Topographic Maps



Dr. James R. Carter

Geography-Geology Department

Illinois State University



The topographic map is that form of map that uses symbols to show the form of the land surface, what we often call topography.  On most maps the symbol employed is the contour.  The topographic maps in the series published by governments contain a great amount of information in addition to topographic symbols.  This information is collected and presented in a consistent fashion so that maps from across the country are able to be compared.  The fact that the map information is broadly available in standard formats makes these maps useful for many tasks.

The topographic maps are based on rigorous geodetic bases so that everything is in its correct location.  In the 1980's using better technologies we redefined the shape of the Earth over North America.  This led to the adoption of a new North American Datum in 1983.  For more on NAD83, which replaced NAD27, see my brief overview.

Although we say topographic maps are quite precise, cartographic license is applied where a number of features must be shown but there is not room to show them at their correct scale.  A good example of this is where a road, railroad and drainage ditch run parallel to each other.  On the ground they do not occupy much space but to show them on the map with standard symbols requires proportionally more space than they have on the ground.  We say we exercise 'cartographic license' to fit all of these symbols on the map.  We do this by distorting the map slightly, but we accept that distortion so that we have all of the symbols on the map in their relative positions.

You may see a map that has everything the topographic map has, except the contours.  Without the contours this is not a topographic map.  We call these 'planimetric maps' because everything is in its horizontally correct place.  

Every nation publishes topographic maps of their countries.  However, not every nation makes these maps available to the general public.  In the U.S. the topographic maps are considered to be in the public domain, so that anyone can use the maps.  For this reason you will see many people using the U.S. topographic maps as a base for other maps, such as fishing maps.

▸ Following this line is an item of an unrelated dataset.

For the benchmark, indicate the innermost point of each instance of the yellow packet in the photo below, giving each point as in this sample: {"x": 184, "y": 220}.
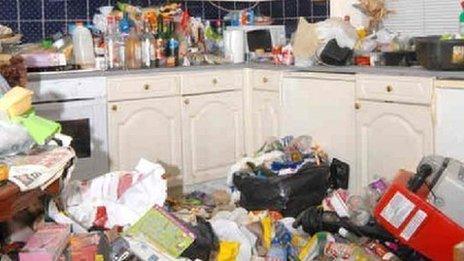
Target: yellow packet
{"x": 266, "y": 223}
{"x": 228, "y": 251}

In North America the federal governments of the U.S. and Canada produce series of topographic maps.  They maintain web pages giving basic information about their maps.  In the U.S. the Geological Survey has the responsibility for making topographic maps at a variety of scales.  Natural Resources Canada is the agency responsibility for these maps for this nation.  Readers should go to these two pages for additional perspectives on topographic maps and mapping.  Look at the many links from these pages.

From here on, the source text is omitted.